November 6, 2025 — Cattle performance has strengthened in recent weeks, pushing grading premiums to all-time highs for this time of year, while the choice-select spread has compressed to unusually narrow levels.

Record grading performance

Favorable conditions have driven exceptional cattle quality this fall. Cooler weather combined with relatively cheap grain has supported strong animal performance.

Prime grading cattle have ranged from approximately 11.5% to nearly 12.8% of total production so far this fall. Choice grade cattle have averaged mostly in the 72.0%-72.5% range, with a peak of 73.2% reached in mid-October.

Both figures represent all-time highs for this period, according to analysis from LeftField Commodity Research.

Narrow choice-select spread

The choice-select spread has contracted significantly compared to recent historical patterns. The spread has averaged less than $20 in five of the past six weeks and appears likely to fall short of that threshold again this week.

This compression reflects the shift toward premium grading alongside potential buyer behavior. With fed beef markets in an elevated position overall, some buyers may be substituting more select grade product to manage costs.

Over the past five years, the choice-select spread has typically averaged between $21 and $25 during the early to mid-fall period. The current spread has been trending mostly lower since late August.

Strong demand persists

Composite fed beef demand, measured on a wholesale basis and adjusted for seasonality, remains at elevated levels with limited signs of slowing.

After firming recently, the choice cutout appears to be stabilizing in the upper-$370s per cwt. Individual primal cuts show mixed trading patterns this week compared to last week, consistent with the sideways movement in weighted carcass value.

Briskets have gained strength and continue leading price increases. However, this has been offset by weakness in the chuck market. The rib market has also softened unexpectedly, despite typically strengthening ahead of the holiday season.

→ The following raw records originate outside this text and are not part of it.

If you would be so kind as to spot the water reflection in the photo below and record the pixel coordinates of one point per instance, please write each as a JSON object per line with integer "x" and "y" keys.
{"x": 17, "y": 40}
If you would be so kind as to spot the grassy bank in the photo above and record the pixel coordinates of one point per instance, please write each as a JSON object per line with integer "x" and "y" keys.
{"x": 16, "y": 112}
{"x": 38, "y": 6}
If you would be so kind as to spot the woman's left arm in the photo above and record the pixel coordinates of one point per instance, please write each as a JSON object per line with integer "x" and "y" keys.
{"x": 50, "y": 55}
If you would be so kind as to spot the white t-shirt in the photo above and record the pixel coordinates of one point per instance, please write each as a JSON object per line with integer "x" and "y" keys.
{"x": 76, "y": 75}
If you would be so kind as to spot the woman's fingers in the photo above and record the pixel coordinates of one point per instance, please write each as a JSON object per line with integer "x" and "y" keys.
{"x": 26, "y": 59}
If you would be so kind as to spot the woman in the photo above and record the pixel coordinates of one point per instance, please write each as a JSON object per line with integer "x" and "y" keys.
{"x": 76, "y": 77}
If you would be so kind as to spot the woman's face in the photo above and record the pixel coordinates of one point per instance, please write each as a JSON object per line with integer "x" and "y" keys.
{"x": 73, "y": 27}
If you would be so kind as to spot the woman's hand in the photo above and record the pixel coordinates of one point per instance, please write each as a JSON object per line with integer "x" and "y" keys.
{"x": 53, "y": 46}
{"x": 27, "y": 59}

Outlook and market pressures

With seasonally-adjusted demand stretched to high levels, the choice cutout is expected to begin declining over the next one to two weeks. Analysts project the cutout will retreat below $360 per cwt, and eventually below $350 per cwt, by year’s end.

The broader cutout value generally begins declining ahead of Thanksgiving, following typical seasonal patterns.

Packer margins have improved from recent lows. Recent gains in wholesale values combined with concessions on the live cattle side have narrowed estimated losses in this segment to approximately $50-$75 per head.

Futures market volatility

Cattle futures experienced significant selling pressure this week, with most contracts for both live and feeder cattle finishing limit-down in Tuesday’s session.

Several factors contributed to market uncertainty: recent comments from President Trump about importing more beef from Argentina to lower domestic prices, Agriculture Secretary Rollins expressing openness to reopening the border to live cattle imports from Mexico, and uncertainty around the Supplemental Nutrition Assistance Program (SNAP) amid broader government shutdown concerns.

The rapid futures market adjustment has shifted valuations considerably. Some feeder cattle contracts (May26-Oct26) that were previously considered overvalued by $30-$40 now appear undervalued by $15-$30.

Cash feeder cattle prices have declined over the past couple of weeks in response to eroding feedyard margins, though the market has not experienced a complete collapse.